“As president of Samsung I am making a promise: our IoT components and devices will be open”, declared BK Yoon, CEO and president of Samsung Electronics. “The Internet of Things needs an open ecosystem”.
He was speaking to a packed keynote audience at CES tonight. The head of the planet’s dominant consumer electronics company remarks put him squarely on the side of open standards and freedom of access on the Internet.
Samsung will need easy and open access if it’s going to meet the goals Yoon laid out tonight: by 2017, 90% of Samsung Electronics – and all of its phones and televisions – will be IoT enabled, and within 5 years all products, across all lines, will be.
Yoon said that he’s heard many people in the industry say that the IoT should run on a common operating system. The problem, though, is that when other companies put a standard forward, “it only works with only their technology”.

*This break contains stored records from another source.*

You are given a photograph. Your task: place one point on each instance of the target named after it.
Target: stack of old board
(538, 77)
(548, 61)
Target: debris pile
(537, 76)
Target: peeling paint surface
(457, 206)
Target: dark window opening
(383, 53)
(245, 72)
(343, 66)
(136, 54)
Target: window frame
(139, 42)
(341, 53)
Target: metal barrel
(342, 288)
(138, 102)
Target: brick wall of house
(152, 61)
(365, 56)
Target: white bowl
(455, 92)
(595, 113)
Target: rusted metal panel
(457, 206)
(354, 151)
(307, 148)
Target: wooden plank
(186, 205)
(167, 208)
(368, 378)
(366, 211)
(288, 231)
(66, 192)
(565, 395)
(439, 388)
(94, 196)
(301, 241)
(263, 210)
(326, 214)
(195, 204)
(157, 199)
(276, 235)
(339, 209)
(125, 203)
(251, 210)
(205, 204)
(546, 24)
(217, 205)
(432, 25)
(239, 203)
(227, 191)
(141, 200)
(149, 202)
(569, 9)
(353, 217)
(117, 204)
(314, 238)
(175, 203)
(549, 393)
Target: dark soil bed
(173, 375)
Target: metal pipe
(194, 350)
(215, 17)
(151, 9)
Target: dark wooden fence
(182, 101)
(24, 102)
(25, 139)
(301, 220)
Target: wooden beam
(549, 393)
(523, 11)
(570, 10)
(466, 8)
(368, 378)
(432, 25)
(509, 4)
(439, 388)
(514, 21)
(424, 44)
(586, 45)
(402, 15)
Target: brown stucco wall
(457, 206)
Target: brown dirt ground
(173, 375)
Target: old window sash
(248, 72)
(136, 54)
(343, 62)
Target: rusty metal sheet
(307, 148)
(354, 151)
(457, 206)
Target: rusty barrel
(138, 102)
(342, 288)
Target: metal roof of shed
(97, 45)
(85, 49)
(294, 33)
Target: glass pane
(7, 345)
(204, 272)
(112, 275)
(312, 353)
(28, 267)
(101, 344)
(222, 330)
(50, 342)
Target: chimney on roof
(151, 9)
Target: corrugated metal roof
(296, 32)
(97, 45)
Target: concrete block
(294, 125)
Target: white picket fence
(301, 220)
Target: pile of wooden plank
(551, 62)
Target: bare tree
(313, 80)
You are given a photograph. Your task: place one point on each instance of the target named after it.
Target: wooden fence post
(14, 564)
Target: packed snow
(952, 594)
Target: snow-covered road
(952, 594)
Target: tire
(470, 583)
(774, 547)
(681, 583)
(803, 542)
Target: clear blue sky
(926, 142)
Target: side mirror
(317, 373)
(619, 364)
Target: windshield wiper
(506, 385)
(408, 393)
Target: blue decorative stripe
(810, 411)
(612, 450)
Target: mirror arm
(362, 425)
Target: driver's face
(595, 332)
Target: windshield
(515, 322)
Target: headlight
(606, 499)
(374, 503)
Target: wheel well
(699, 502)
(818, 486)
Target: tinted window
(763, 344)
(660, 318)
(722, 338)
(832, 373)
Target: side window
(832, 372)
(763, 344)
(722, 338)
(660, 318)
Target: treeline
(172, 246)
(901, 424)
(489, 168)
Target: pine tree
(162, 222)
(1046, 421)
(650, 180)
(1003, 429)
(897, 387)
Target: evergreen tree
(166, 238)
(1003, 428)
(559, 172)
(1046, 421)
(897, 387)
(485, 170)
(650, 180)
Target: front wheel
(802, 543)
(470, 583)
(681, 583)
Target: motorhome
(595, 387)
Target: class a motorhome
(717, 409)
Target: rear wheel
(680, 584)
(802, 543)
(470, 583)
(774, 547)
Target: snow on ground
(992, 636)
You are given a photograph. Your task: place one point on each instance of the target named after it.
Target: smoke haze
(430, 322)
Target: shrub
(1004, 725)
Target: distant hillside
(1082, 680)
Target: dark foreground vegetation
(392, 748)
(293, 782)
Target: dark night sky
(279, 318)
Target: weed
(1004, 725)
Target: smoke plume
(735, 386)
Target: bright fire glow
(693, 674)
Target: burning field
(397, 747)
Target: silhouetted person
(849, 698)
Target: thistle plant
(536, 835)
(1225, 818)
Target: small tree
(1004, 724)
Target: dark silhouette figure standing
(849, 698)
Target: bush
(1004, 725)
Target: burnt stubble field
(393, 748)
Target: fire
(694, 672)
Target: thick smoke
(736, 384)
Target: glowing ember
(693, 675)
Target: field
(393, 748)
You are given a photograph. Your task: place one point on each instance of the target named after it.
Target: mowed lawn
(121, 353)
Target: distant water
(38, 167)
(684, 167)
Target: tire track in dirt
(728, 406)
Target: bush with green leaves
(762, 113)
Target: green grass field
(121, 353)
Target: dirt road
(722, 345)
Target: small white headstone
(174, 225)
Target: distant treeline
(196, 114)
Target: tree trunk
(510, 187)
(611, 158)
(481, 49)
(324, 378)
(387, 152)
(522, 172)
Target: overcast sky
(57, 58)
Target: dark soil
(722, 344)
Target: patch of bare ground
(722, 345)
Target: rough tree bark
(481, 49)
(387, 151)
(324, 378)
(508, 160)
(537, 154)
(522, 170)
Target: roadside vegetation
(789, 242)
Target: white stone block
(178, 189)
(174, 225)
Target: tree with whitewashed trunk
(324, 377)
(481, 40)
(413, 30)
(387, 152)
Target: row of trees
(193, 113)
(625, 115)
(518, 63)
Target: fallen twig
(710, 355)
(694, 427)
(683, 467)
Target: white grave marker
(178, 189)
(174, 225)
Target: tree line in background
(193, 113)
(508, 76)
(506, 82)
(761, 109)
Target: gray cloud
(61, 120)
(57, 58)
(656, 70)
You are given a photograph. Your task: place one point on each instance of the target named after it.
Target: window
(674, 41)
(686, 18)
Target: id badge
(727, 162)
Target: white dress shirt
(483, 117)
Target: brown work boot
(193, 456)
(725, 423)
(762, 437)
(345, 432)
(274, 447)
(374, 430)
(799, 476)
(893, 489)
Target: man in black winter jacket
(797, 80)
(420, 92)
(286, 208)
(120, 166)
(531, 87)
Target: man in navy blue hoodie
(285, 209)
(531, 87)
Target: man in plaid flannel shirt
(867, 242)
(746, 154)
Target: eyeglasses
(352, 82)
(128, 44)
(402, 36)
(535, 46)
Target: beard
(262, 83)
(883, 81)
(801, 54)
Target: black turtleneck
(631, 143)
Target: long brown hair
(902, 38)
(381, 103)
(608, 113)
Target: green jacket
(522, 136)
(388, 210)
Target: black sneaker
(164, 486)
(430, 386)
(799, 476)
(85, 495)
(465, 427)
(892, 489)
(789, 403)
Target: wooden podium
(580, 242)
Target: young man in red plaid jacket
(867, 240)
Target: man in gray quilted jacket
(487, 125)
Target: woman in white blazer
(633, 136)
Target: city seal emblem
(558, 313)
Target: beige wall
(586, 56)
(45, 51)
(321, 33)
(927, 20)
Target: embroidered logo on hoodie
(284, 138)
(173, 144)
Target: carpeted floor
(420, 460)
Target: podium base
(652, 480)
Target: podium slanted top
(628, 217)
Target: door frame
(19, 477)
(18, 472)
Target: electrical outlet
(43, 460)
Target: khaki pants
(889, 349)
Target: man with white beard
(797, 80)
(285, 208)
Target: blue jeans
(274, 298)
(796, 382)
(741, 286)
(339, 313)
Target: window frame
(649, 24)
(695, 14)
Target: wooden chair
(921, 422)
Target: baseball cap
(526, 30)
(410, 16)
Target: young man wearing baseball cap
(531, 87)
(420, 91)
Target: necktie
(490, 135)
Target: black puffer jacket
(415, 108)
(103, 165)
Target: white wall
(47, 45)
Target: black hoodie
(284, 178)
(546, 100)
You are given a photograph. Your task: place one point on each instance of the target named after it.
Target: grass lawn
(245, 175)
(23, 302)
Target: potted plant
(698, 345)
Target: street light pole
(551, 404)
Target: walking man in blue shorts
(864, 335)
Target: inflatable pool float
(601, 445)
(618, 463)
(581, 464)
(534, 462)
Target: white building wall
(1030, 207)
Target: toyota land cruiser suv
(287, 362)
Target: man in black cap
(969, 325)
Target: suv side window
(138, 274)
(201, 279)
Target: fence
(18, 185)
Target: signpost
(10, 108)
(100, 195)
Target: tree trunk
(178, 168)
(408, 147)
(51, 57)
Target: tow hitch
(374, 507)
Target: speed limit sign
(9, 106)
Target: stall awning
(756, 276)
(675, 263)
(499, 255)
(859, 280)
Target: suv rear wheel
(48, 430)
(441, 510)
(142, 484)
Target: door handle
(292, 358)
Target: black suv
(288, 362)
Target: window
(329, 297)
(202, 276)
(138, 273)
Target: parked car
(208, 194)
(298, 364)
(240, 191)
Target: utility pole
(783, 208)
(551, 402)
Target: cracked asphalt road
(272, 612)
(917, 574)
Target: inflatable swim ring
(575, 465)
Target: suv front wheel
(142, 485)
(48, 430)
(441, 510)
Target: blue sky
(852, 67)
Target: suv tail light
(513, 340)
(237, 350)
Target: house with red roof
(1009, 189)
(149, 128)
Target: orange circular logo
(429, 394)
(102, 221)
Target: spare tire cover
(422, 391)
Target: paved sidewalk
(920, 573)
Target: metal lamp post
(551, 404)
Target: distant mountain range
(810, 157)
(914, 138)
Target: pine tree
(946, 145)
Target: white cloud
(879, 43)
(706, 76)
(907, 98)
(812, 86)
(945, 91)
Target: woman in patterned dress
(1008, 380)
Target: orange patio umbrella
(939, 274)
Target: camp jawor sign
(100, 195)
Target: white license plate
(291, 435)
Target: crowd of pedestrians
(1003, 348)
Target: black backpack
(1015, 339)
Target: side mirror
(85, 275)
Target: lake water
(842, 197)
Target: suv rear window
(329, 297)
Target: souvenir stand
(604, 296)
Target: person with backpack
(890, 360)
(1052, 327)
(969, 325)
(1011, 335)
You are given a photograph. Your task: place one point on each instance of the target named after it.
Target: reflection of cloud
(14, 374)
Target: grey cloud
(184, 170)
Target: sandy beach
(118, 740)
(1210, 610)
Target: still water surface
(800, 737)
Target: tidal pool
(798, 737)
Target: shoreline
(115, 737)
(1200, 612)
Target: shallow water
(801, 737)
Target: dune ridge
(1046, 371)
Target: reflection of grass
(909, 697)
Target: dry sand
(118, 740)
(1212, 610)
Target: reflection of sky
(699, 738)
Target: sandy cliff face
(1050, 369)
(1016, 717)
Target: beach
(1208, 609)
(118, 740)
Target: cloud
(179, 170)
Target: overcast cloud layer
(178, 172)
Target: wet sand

He highlighted Samsung’s role in developing SmartThings, one of the IoT OS contenders, saying that he got involved only on the condition that the result will be an open standard. Yoon also made a commitment to support the development community, saying Samsung was going to expand its developer outreach program and spend more on it, above even last year’s $100 million.
“The technology to make it happen is real, the Internet of Things is ready to go”, he said. The prime benefits will be “personal safety and consumer convenience”. But “the Internet of Things must be secure. Security must be baked into the hardware and software at every level.”
Yoon’s vision comes down to cooperation, not just between companies but across entire industries. “We all have to work together”.